Optimal inverter and wire selection for solar photovoltaic fencing applications

Abstract

Despite the benefits and the economic advantages of agrivoltaics, capital costs limit deployment velocity. One recent potential solution to this challenge is to radically reduce the cost of racking materials by using existing farm fencing as vertical photovoltaic (PV) racking. This type of fenced-based PV system is inherently electrically challenging because of the relatively long distances between individual modules that are not present in more densely packed conventional solar PV farms. This study provides practical insights for inverter selection and wire sizing optimization for fence-based agrivoltaic systems.
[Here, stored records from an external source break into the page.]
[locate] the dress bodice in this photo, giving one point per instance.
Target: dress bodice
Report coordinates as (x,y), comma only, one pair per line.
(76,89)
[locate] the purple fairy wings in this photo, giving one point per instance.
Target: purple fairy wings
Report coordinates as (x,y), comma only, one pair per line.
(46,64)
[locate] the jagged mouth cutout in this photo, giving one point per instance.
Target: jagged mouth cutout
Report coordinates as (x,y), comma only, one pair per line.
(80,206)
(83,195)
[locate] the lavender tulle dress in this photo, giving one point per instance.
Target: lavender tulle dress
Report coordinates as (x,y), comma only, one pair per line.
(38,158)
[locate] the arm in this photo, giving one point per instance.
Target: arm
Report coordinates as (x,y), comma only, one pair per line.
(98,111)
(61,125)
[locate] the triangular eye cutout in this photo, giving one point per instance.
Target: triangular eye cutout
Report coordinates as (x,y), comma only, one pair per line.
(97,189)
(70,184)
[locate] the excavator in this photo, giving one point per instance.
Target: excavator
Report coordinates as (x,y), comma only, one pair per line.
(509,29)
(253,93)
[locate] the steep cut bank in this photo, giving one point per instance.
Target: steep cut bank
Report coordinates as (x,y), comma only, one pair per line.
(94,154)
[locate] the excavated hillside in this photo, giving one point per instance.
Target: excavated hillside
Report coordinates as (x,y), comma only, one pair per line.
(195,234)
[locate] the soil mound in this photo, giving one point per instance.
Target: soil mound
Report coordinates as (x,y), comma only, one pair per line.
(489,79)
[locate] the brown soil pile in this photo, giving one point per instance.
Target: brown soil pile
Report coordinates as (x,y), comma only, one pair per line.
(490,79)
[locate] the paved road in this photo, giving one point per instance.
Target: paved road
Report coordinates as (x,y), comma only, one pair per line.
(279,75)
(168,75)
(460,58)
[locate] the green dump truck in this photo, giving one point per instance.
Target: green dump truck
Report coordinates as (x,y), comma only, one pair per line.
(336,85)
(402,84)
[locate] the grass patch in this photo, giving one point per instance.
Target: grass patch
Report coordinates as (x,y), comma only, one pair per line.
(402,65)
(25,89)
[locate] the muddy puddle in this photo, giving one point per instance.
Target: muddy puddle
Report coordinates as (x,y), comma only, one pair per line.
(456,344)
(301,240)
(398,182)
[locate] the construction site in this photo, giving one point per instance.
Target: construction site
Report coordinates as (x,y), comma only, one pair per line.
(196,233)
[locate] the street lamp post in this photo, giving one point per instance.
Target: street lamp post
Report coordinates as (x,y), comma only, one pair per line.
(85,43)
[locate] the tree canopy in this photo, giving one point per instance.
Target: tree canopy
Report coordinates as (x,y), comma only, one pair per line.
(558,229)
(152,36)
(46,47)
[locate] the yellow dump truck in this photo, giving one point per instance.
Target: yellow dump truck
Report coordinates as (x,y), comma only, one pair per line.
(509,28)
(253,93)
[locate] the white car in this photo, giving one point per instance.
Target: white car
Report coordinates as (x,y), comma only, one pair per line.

Numerical simulation sensitivities on the levelized cost of electricity (LCOE) were performed for 1) distance from the fence to the AC electrical panel, 2) inverter costs, and 3) geographic locations. The results showed that microinverters had better performance when the cross-over fence length was under 30 m or when the system was designed with less than seven solar PV modules, whereas string inverters were a better selection for longer fences. The cross-over number of modules depends significantly on the cost of the inverters, which is a parameter that influences the system's design. The capital costs for a fence retrofit are far less than for any form of conventional PV racking. In addition, the LCOE of the vertical fencing solar agrivoltaic system can be competitive with conventional ground-mounted solar PV for the niche of farmers. Especially, when they are located between the latitudes of 10° and 50° in either the northern or southern hemisphere, and coupled with their ancillary benefits they represent a great alternative for conventional PV systems.